State lawmakers are moving forward with a plan to radically overhaul the tax credit offered to Mainers to help with student loan debt.
A new proposal endorsed unanimously by the Legislature’s Taxation Committee this week would replace the cumbersome Education Opportunity Tax Credit with a simpler version that supporters say would help many more Mainers.
“It’s an extreme simplification of the program,” said Sen. Matthew Pouliot, an Augusta Republican who sponsored it.
The new proposal, which apparently has the backing of Gov. Janet Mills, would apply to Mainers who graduated after 2007 and offer up to $2,500 in refundable tax credits for student loan payments they make each year.
Anya Trudy, director of legislative affairs for the state Department of Administrative and Financial Service, said the administration is “very excited” about the looming revision of the tax credit.
“It’s going to radically simplify it,” she told the committee.
Backers said it would mean that as many as 40,000 Mainers would get up to $2,500 apiece to help them cope with the burden of their student loans.
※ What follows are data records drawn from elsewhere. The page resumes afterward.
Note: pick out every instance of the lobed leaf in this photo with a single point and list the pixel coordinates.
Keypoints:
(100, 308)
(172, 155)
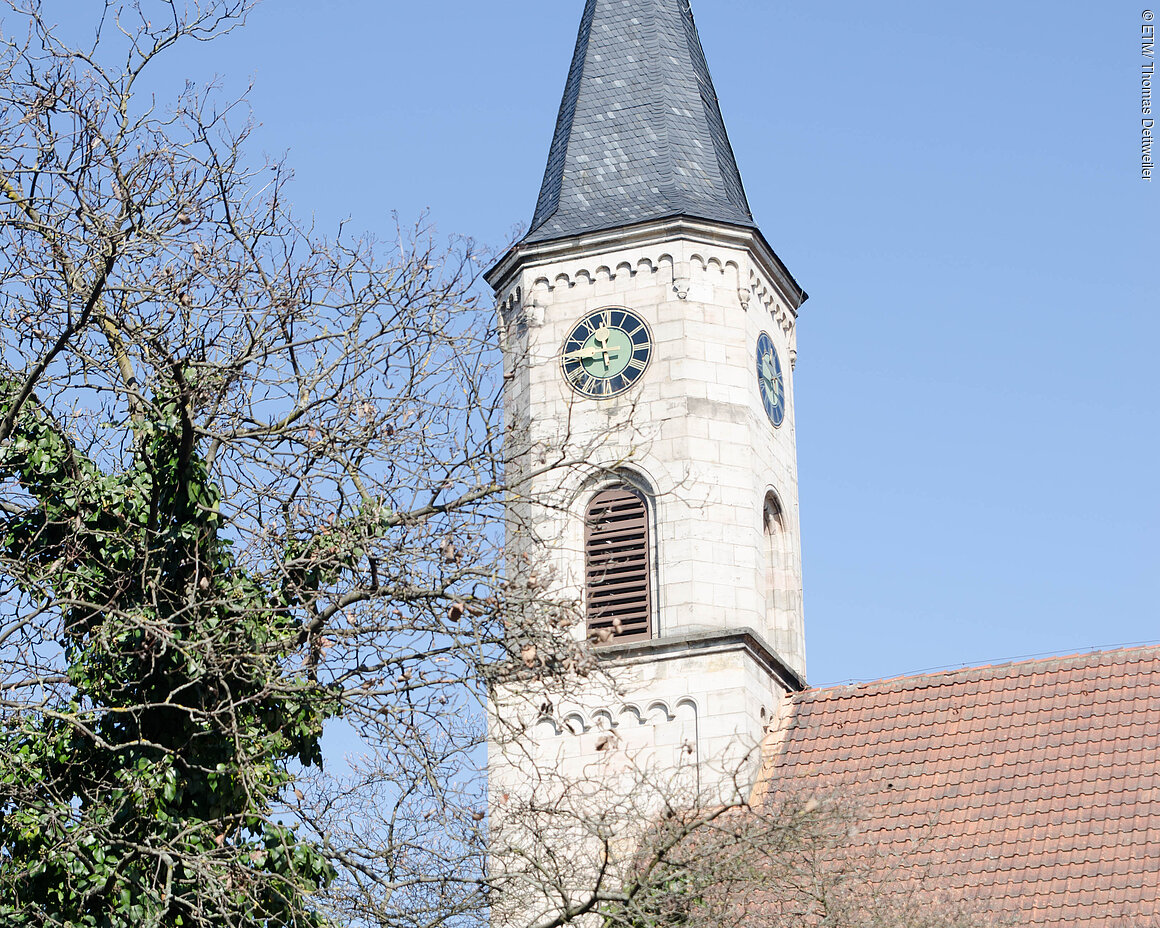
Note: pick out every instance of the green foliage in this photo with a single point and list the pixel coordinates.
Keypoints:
(140, 794)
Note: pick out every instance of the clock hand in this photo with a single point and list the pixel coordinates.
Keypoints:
(587, 354)
(601, 336)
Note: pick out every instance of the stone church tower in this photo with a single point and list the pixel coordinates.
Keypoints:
(650, 343)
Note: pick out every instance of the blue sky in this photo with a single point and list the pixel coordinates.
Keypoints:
(957, 186)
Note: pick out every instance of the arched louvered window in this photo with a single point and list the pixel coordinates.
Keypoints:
(616, 562)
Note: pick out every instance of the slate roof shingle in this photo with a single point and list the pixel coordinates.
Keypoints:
(1034, 785)
(639, 133)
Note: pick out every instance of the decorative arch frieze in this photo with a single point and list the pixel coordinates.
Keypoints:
(621, 718)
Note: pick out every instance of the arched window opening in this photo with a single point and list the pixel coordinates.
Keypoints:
(617, 566)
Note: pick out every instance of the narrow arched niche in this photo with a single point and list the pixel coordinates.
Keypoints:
(777, 565)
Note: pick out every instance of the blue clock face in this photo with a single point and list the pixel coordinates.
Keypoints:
(770, 381)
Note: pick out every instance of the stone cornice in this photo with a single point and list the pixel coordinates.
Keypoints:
(524, 254)
(707, 642)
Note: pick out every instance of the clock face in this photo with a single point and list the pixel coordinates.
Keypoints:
(606, 353)
(769, 381)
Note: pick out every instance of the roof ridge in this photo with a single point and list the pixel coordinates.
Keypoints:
(976, 673)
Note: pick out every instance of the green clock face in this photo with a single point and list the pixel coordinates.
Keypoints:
(606, 353)
(769, 381)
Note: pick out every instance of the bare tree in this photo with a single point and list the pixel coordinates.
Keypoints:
(253, 478)
(249, 479)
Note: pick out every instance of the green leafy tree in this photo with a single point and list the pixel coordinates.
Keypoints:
(251, 478)
(145, 797)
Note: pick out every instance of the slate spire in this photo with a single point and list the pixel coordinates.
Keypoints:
(640, 135)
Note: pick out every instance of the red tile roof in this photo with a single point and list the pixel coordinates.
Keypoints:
(1034, 785)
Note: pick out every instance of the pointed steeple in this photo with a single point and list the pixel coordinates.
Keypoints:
(640, 135)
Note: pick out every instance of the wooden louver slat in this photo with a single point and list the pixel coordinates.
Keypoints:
(616, 560)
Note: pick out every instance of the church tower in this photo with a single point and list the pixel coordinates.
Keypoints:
(649, 338)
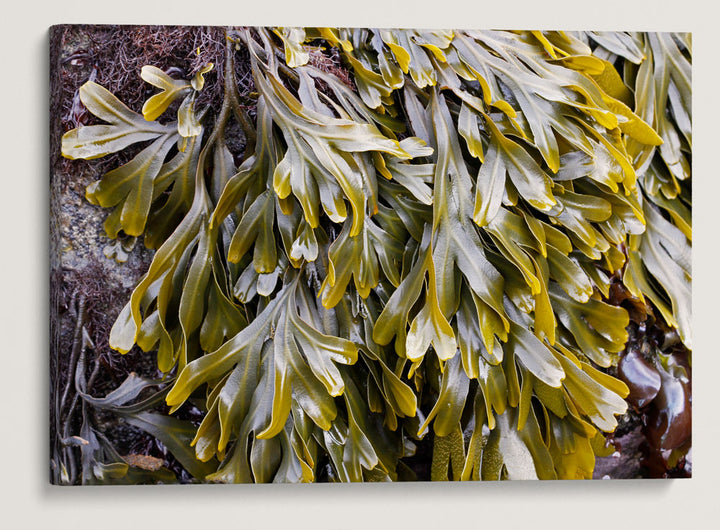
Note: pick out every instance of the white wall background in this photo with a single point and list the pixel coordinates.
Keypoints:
(28, 501)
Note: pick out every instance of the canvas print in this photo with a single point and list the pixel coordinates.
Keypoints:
(284, 255)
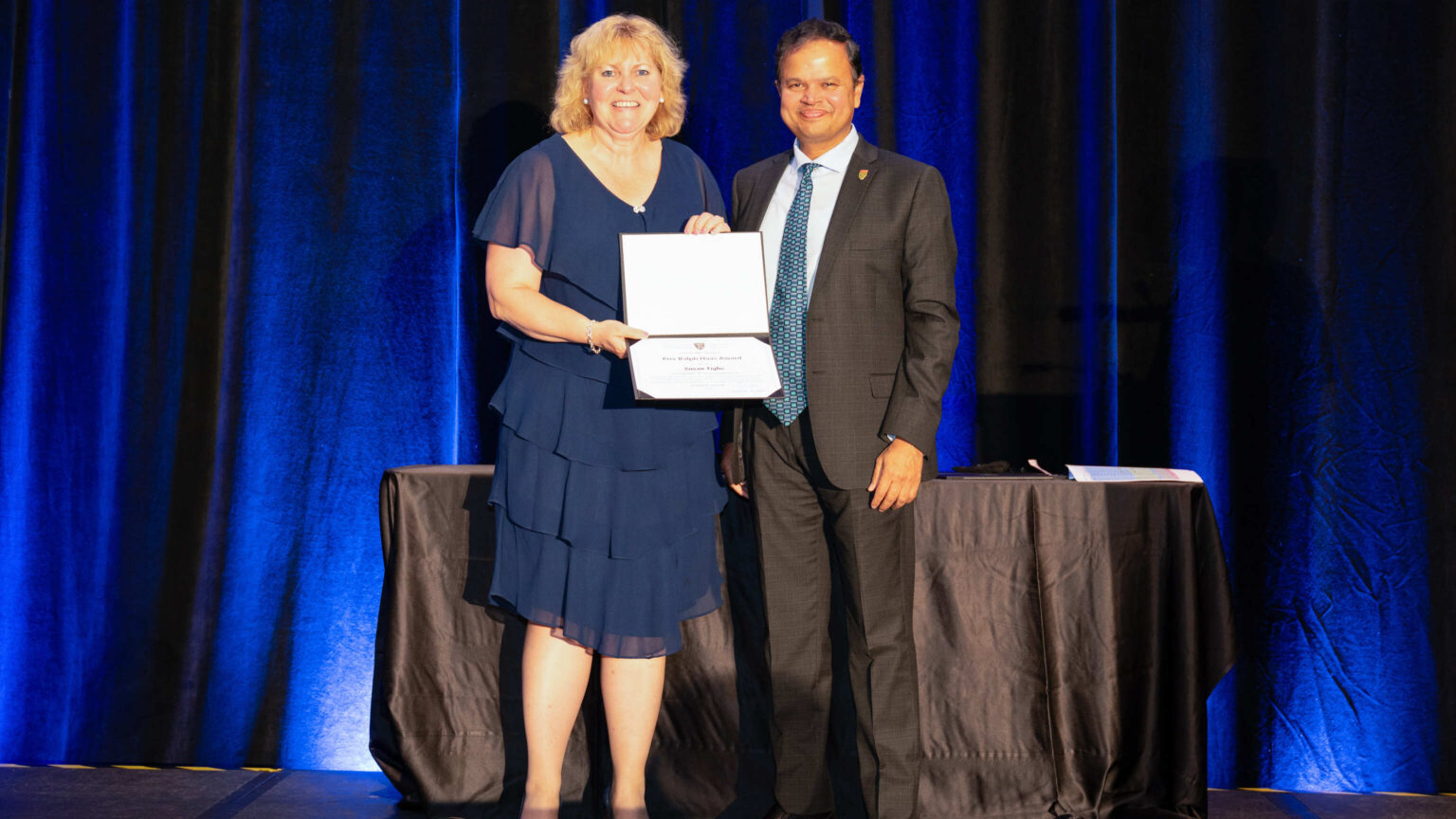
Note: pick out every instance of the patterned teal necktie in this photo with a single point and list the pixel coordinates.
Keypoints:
(791, 305)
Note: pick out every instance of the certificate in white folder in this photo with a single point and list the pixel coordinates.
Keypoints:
(705, 305)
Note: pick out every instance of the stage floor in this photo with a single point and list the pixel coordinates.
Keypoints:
(182, 793)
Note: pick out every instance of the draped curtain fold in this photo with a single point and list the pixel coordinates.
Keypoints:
(236, 284)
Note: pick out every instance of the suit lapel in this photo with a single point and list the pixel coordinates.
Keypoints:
(850, 192)
(762, 192)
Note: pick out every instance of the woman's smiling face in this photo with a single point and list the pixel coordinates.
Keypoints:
(625, 92)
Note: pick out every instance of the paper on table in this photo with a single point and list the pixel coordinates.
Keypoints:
(695, 284)
(1132, 474)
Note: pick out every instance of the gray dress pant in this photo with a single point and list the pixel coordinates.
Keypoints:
(801, 519)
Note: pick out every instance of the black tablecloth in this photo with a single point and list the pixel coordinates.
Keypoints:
(1067, 639)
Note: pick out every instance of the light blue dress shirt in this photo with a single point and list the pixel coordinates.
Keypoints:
(828, 181)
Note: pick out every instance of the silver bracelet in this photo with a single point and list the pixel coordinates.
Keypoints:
(592, 346)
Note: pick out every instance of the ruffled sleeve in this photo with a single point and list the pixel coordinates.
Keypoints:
(520, 210)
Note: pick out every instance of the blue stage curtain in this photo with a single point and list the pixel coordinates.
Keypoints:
(236, 284)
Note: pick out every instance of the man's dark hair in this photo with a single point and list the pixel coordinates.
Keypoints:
(814, 27)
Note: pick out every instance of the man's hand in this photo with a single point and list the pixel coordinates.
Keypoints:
(897, 475)
(725, 463)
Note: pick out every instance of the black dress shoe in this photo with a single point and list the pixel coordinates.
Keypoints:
(776, 812)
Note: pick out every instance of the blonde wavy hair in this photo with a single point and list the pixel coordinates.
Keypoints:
(600, 43)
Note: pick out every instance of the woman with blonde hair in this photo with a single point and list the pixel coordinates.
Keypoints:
(605, 509)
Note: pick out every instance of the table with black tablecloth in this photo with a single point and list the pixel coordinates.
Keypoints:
(1067, 637)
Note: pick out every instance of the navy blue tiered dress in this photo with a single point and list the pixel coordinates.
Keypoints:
(603, 507)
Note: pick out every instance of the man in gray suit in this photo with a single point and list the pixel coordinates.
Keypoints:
(861, 254)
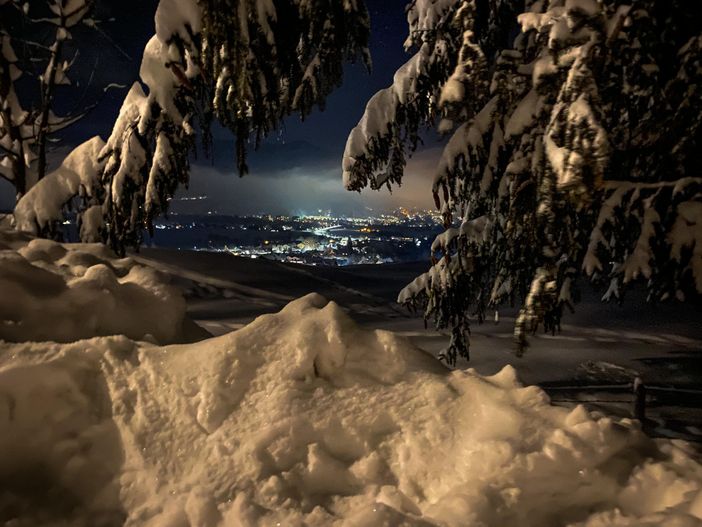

Nobody would get more from the credit than they actually paid back for their loans.
“Let’s just cut to the chase here: the state of Maine is paying off student loan debt” if the measure wins approval this session, Pouliot said.
About 13,000 Mainers use the existing tax credit to get back some money each year, officials said, with the median credit about $2,000.
Some receive nearly $4,000, however, and could face a reduction in the assistance they receive from the state.
“For them, it’s going to be quite a shocker,” said Sen. Benjamin Chipman, a Portland Democrat who co-chairs the tax panel.
Pouliot said it’s better for Maine to “rip the Band-Aid off right now” and fix the program to support more Mainers who “are getting hosed” under the current tax credit because it’s too narrow and complicated to use.
The “little cohort of folks” who might end up in worse shape under the proposed change, as Pouliot put it, may wind up with some relief, though. The administration is discussing whether there’s a way to ease the transition for those Mainers.
The new proposal, worked out by lawmakers and members of Mills’ administration, would drastically reduce the complexity involved for both bureaucrats and people struggling to pay off student loan debt, backers said.
Pouliot said experts who have been involved anticipated that three times as many Mainers would take advantage of a simplified credit.
Under the proposal, which needs the backing of the Legislature and Mills, the new credit would likely take effect in 2023.